Was macht Google also? Der Konzern geht sogar noch einen Schritt weiter als Meta. Zuckerbergs Geldmaschine hat vor knapp einem Jahr Bücher als wertlos bezeichnet, außer als Rohmaterial fürs Training der KI. Googles implizite Botschaft steht dem nach der I/O um nichts nach. Das Web ist wertlos, außer als Rohmaterial fürs Training der KI. Warum aber ist so ein Zugang bei Google im Gegensatz zu Meta ein echtes Problem? Weil Meta, so groß und einflussreich der Konzern auch sein mag, kein integraler Bestandteil des Webs ist. Google hingegen ist ein gigantischer Teil des Internets.

2 Kommentare

    • Wie genau sich Googles Ankündigungen aufs nicht kommerzielle Web auswirken werden, kann, glaube ich, niemand mit Sicherheit sagen. Ich vermute, es wird so sein: Der Traffic auf nicht kommerzielle Websites wird durch Google und den Trend zu KI vollständig einbrechen. Das führt dazu, dass Websites ohne kommerzielle Absicht, aber mit relevanten Inhalten, nicht einmal mehr als Hobbyprojekt aufrechterhalten werden, weil sie nur noch Kostenpunkt sind. Was das mit dem Internet als solches macht, weiß ich nicht.

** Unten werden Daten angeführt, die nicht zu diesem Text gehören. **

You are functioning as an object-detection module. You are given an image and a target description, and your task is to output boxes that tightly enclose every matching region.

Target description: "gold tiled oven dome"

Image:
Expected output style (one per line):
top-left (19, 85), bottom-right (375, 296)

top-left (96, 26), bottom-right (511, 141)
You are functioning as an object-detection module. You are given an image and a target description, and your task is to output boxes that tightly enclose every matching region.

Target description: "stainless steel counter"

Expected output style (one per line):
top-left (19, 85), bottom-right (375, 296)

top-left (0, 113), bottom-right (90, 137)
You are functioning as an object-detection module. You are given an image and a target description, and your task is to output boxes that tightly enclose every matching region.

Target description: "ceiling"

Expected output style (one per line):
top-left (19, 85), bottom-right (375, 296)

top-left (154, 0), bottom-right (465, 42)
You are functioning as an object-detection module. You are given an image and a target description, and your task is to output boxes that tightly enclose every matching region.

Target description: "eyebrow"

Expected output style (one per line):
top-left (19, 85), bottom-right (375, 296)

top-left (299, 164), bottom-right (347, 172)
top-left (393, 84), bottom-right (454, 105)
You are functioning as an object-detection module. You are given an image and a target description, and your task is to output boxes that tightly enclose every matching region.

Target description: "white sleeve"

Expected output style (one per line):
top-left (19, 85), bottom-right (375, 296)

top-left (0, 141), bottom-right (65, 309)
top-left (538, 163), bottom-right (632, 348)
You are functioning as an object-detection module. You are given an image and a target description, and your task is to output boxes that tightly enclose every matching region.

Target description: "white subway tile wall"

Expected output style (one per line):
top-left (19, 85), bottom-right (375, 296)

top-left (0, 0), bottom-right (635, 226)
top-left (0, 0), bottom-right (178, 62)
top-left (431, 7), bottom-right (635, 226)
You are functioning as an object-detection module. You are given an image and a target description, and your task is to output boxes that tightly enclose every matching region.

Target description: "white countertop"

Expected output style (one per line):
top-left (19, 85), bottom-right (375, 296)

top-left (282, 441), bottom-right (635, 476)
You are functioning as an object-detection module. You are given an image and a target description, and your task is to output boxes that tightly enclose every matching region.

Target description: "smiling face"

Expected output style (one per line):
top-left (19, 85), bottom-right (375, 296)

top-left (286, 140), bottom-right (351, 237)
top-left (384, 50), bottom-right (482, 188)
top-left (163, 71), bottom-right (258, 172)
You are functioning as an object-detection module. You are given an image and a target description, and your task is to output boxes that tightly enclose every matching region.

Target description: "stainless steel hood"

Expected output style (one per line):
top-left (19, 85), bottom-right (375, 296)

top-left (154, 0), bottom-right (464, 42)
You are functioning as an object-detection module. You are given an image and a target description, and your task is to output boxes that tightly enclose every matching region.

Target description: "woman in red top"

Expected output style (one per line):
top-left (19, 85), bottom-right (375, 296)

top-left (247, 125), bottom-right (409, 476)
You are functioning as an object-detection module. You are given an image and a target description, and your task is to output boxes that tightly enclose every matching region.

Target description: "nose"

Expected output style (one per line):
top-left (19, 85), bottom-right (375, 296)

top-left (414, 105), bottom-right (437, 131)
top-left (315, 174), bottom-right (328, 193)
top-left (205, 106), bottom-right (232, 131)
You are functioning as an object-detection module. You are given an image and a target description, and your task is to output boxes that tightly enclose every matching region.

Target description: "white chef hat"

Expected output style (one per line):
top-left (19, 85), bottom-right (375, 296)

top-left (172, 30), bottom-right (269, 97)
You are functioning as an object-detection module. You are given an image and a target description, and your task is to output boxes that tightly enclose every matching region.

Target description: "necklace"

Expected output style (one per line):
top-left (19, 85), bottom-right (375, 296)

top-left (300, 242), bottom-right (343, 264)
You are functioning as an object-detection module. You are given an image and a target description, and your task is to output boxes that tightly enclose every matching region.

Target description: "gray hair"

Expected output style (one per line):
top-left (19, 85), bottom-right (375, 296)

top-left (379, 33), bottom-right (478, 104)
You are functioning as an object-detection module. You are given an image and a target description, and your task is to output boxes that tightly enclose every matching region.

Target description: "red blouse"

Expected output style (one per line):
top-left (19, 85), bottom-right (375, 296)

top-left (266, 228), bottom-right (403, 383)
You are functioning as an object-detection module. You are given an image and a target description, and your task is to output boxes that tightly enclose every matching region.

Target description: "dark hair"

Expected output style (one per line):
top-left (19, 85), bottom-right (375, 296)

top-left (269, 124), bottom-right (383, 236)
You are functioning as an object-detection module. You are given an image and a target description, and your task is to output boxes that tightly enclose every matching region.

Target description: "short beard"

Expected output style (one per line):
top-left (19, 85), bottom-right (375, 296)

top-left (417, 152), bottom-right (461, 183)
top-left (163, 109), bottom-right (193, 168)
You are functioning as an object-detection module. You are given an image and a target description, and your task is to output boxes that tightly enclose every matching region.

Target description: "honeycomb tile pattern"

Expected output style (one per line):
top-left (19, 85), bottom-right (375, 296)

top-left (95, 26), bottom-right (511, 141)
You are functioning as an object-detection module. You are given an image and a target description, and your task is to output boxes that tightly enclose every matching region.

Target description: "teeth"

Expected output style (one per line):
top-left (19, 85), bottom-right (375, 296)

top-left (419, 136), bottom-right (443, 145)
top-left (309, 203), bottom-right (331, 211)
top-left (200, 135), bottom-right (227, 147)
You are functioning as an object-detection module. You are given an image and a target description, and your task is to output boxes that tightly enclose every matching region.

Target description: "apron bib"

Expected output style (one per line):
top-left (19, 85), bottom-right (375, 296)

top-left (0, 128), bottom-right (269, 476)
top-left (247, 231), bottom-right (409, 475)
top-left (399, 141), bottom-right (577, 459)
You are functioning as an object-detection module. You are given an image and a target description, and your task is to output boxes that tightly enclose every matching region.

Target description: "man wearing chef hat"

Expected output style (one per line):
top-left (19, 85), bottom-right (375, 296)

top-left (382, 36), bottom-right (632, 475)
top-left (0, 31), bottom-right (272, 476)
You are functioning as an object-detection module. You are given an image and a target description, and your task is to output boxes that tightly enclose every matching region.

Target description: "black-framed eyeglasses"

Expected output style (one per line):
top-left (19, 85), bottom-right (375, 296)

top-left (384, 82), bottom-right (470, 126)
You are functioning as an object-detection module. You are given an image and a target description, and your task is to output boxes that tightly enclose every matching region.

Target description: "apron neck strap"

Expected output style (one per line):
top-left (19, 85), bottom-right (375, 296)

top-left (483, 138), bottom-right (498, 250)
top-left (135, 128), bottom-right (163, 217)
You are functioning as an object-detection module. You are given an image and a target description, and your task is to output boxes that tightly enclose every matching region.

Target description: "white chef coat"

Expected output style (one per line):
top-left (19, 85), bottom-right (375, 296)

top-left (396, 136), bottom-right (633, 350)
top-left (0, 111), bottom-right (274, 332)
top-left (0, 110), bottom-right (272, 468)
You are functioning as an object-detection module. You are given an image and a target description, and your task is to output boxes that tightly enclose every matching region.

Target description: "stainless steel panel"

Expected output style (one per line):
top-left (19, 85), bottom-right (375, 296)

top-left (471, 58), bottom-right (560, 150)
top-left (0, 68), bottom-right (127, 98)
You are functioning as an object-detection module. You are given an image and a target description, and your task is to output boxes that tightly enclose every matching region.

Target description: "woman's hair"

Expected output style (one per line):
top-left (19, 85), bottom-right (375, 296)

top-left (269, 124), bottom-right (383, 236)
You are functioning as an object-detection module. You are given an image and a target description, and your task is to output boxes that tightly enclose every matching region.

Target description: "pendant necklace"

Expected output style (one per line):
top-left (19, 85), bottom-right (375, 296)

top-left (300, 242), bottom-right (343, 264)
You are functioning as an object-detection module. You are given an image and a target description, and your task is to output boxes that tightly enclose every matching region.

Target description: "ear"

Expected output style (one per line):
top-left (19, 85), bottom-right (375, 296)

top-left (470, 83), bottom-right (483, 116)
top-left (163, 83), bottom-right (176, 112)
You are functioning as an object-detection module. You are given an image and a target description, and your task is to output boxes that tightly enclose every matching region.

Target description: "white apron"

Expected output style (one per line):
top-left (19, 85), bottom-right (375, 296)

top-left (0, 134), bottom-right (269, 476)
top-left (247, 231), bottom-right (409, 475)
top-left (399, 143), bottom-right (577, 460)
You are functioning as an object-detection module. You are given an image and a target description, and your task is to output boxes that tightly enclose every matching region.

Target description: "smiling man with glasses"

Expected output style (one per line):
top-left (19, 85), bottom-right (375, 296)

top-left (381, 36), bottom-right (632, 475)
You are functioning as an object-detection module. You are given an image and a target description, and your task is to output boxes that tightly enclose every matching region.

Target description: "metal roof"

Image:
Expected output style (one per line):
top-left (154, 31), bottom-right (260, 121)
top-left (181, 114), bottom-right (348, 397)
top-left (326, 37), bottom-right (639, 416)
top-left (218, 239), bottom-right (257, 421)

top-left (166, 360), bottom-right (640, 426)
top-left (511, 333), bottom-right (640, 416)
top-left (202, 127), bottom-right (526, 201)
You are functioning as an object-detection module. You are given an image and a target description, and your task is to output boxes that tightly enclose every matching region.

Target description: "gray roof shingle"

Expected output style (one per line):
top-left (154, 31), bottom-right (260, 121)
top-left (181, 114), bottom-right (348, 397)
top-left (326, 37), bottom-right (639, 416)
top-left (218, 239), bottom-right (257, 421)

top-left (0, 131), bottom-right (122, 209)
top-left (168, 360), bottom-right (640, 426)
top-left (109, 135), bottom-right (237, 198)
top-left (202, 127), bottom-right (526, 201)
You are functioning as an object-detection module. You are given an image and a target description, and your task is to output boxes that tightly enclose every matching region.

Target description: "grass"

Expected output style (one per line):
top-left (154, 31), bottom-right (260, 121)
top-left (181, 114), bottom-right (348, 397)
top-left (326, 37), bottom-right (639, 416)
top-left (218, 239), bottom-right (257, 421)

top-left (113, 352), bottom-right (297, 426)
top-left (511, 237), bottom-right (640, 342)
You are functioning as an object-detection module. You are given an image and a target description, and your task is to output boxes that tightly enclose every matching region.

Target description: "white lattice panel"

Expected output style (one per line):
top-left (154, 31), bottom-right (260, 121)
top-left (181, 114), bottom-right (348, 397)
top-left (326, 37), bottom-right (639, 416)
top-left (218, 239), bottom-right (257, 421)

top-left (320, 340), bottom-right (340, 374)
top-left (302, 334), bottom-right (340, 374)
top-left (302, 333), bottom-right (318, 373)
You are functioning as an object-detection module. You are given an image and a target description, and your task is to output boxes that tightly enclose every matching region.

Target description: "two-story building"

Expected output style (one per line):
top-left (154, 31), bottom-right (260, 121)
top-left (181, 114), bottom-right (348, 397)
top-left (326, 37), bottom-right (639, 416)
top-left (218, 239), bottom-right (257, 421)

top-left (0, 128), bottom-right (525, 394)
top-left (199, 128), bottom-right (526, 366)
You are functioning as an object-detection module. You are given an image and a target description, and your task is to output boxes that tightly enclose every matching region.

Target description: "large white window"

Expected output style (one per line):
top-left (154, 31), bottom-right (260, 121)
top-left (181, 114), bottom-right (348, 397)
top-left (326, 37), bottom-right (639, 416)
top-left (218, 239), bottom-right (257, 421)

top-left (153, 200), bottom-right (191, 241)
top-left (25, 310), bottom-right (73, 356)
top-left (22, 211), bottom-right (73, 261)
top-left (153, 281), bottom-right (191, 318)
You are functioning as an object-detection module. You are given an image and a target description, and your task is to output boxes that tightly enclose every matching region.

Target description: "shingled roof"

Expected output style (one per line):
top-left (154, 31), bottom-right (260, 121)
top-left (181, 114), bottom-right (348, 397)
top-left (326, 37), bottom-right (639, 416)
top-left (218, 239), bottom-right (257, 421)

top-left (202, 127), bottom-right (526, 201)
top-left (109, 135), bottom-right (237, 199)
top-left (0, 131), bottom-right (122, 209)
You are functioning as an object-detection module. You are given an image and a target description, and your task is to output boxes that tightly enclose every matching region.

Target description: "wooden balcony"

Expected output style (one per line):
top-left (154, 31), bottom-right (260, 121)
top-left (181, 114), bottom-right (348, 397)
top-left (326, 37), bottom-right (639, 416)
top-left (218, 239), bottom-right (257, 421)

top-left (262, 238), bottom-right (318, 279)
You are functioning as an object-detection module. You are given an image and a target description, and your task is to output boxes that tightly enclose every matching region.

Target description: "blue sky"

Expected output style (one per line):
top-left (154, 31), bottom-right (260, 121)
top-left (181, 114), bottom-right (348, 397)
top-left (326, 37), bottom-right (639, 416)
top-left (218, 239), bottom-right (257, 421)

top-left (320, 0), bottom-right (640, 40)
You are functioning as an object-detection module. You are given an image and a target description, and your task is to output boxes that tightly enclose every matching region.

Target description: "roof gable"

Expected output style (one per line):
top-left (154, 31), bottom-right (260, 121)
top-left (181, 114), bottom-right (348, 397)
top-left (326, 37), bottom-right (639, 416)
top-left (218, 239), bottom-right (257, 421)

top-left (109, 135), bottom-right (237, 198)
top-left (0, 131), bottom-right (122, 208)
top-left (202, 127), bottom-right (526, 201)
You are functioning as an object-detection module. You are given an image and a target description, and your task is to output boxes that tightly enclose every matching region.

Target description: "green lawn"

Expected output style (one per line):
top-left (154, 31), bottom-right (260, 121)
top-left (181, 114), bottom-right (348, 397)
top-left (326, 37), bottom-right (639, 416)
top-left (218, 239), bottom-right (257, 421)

      Ob sich eine neue Suchmaschine etablieren wird, weiß ich genauso wenig. Es gibt ja immer wieder Anläufe, ich weiß aber nicht, wie erfolgreich die sind. Die großen Blogsuchmaschinen, allen voran Technorati, aber auch zB die Google Blogsuche, Blogscout und ähnliche, gibt es ja alle nicht mehr. Und ich weiß nicht, wie sehr Netzwerke wie Rivva oder UberBloggr hier helfen können, vermute aber, dass wenn, dann eben genau dort eine Suchmaschine für Blogs auftauchen würde. – Dann, aber, frage ich mich: Was genau sollte eine Suchmaschine, die auf ein bestimmtes Medium eingeschränkt ist, wirklich bringen? Blogs gibt es zu allen Themen und in allen Macharten: Vom händisch kuratierten Liebhaberprojekt bis zum hingerotzten Voll-Automatik-KI-Slop. Wo würde so eine Suchmaschine also die Grenzlinie ziehen?

      Meine Güte, ich weiß jetzt, was ich alles nicht weiß!